Умудрен и многоопытен был Паныч Чернобур, отлично разбирался в людях. Добра в банде – не уволочь, на всех хватит, а бешеных собак лучше не злить, тем более накануне отъезда. И когда же наконец этот чертов Тыртов достанет свой проклятый подшипник?
Граевский и Страшила сидели молча, словно в воду опущенные, понимали, что отговаривать Паршина бесполезно – он уже сделал свой выбор. Однако и ехать вместе с ним к Деникину, проливать кровь за белую идею они не собирались – жид, конечно, за компанию удавился, но… Туда ему и дорога. А им в другую сторону.
Утром следующего дня они посадили Паршина и Инару на московский поезд. По документам те значились супругами Орловыми, сотрудниками пензенской ЧК, так что с местами проблем не возникло, военный комендант сразу выделил купе в приличном мягком пульмане.
– Ну вот, хоть поедете по-человечески. – Страшила тяжело вздохнул, зачем-то снял фуражку, покрутил, опять надел. – А помнишь, как тащились с Румынского-то? В сортире?
Кадык его ходил ходуном, низкий голос предательски срывался.
– Да, да, еще спали на толчке, – закивав с преувеличенной веселостью, Граевский закурил, жадно затянулся, пальцы его дрожали, – чуть дуба не врезали потом.
Ему вдруг захотелось бешено встряхнуть Паршина за плечи, крикнуть что есть силы в самое его ухо: «Женя, не дури, мертвых не вернешь, так зачем лезть в пекло! Чего ради? Женя…»
Но он не стал.

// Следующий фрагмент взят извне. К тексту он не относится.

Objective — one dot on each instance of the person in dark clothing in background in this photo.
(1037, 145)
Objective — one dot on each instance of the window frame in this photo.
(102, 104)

Вытер повлажневшие глаза, бросил недокуренную папиросу, сказал чужим, плохо повинующимся голосом:
– Не забывай, Женя. Ничего не забывай.
– Не забуду, командир. – Паршин хотел улыбнуться, но не получилось, лицо его по-прежнему было как страшная гипсовая маска, экзема на лбу воспалилась. Инара рядом с ним казалась ослепительно красивой и молодой. Кусая губы, она стояла молча, борясь с подступающими слезами, – сердцем чуяла, что расстаются навсегда. Какое же это страшное слово – навсегда.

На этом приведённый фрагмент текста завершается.